Obiagwu insisted that the campaign was for the release of low-risk inmates.

“We are asking that the state governments release low-risk prisoners. These are prisoners who are convicted or persons on awaiting trial for minor offences or offences that do not involve the use of violence or sex crimes. These categories of prisoners pose no threat to society and they are the ones that fill up the prisons,” Obiagwu explained further.

NBA, LEDAP kicks

However, some lawyers have urged caution to ensure the implementation does not lead to increased crime rate in the country.

Leading the advocacy the Chairman of the Nigeria Bar Association (NBA), Ikorodu branch, Adebayo Akinlade, described the timing for the release of the inmates as not appropriate, stating it should be reconsidered.

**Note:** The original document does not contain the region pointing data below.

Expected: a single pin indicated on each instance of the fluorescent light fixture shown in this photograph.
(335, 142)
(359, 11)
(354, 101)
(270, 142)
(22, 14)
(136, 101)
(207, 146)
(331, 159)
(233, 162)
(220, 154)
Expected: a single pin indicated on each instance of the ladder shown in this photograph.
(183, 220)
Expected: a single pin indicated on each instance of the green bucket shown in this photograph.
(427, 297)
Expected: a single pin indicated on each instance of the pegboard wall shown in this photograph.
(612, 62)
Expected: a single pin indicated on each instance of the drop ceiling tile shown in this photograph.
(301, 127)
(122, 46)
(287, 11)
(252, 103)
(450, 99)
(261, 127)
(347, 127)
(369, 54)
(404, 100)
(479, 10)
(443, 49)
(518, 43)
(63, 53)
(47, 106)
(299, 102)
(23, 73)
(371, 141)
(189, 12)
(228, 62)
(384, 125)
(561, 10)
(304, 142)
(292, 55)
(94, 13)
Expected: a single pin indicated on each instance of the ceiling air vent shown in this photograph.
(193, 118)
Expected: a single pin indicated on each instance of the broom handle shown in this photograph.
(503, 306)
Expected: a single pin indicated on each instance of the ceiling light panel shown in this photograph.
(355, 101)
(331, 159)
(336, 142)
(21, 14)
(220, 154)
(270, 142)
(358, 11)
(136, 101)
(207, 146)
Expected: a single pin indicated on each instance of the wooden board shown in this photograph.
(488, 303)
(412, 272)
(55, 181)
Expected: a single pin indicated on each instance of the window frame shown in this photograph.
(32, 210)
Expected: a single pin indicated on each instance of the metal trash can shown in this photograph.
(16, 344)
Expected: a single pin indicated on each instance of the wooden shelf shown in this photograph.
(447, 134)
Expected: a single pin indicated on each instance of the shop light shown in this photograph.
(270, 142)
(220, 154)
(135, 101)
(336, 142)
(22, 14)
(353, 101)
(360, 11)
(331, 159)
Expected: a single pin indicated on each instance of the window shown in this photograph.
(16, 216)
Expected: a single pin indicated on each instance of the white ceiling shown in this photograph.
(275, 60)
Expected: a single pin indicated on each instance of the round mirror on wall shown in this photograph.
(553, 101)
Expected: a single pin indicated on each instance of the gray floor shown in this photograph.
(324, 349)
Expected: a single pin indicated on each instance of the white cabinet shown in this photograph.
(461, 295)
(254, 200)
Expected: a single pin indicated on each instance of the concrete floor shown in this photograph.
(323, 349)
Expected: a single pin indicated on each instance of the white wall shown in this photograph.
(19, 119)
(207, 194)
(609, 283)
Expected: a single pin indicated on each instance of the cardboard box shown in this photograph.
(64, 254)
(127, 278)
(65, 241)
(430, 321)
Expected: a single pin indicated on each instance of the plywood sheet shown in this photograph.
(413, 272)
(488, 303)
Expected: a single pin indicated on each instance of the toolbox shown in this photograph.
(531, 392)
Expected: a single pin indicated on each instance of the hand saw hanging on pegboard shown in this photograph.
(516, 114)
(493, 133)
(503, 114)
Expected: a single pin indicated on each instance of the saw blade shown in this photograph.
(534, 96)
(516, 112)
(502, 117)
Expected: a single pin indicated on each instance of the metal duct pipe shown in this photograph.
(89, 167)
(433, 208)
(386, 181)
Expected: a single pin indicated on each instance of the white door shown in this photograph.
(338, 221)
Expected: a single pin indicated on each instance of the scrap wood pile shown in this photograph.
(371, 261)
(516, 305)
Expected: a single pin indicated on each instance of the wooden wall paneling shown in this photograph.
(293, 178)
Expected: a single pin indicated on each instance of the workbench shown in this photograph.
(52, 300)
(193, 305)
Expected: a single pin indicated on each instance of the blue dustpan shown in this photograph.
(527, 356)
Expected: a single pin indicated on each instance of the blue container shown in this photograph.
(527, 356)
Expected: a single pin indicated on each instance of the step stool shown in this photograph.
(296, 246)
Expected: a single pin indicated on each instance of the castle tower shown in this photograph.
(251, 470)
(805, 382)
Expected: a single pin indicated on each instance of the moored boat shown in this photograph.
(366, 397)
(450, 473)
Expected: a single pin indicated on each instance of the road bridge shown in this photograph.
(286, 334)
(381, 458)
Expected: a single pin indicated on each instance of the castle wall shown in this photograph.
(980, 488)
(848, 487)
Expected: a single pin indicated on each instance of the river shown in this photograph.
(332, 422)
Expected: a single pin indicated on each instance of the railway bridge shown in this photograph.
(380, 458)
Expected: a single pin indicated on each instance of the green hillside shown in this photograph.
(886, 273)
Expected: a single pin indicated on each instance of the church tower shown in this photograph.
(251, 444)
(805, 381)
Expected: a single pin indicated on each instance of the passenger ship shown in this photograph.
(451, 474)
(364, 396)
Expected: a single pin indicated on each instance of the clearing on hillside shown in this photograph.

Akinlade, said the inmates should be subjected to Covid-19 test before they are released, just as that those to be released must contact their families, while Non-Governmental Agencies (NGO) involved in correctional services should provide them with reintegration orientation.

Lagos, others comply

At the signing ceremony for the release of 209 inmates from Correctional Centres the Governor of Lagos state, Babajide Sanwo-Olu, described the action as a further measure to limit the spread of Covid-19.

“By the power conferred on me by Section 212 of the Constitution I have just signed the release of 209 inmates from Correctional Centres in Lagos.

“They include those above 60 years, having six months to serve out their jail terms, minor offences as well as physically and mentally challenged inmates,” Sanwo-Olu said.

Similarly, the Gombe state government acceded to the presidential directive with the state government facilitating the release of 96 inmates from the various custodial centres in the state.

According to the Commissioner for Justice and Attorney General of Gombe state, Zubair Umar, the number released was part of the list of 300 names submitted by the Nigerian Correctional Service (NCS), Gombe State Command.

However, Umar added that: “Suspected rapists and armed robbers were screened out and the 96 inmates approved were released on bail.”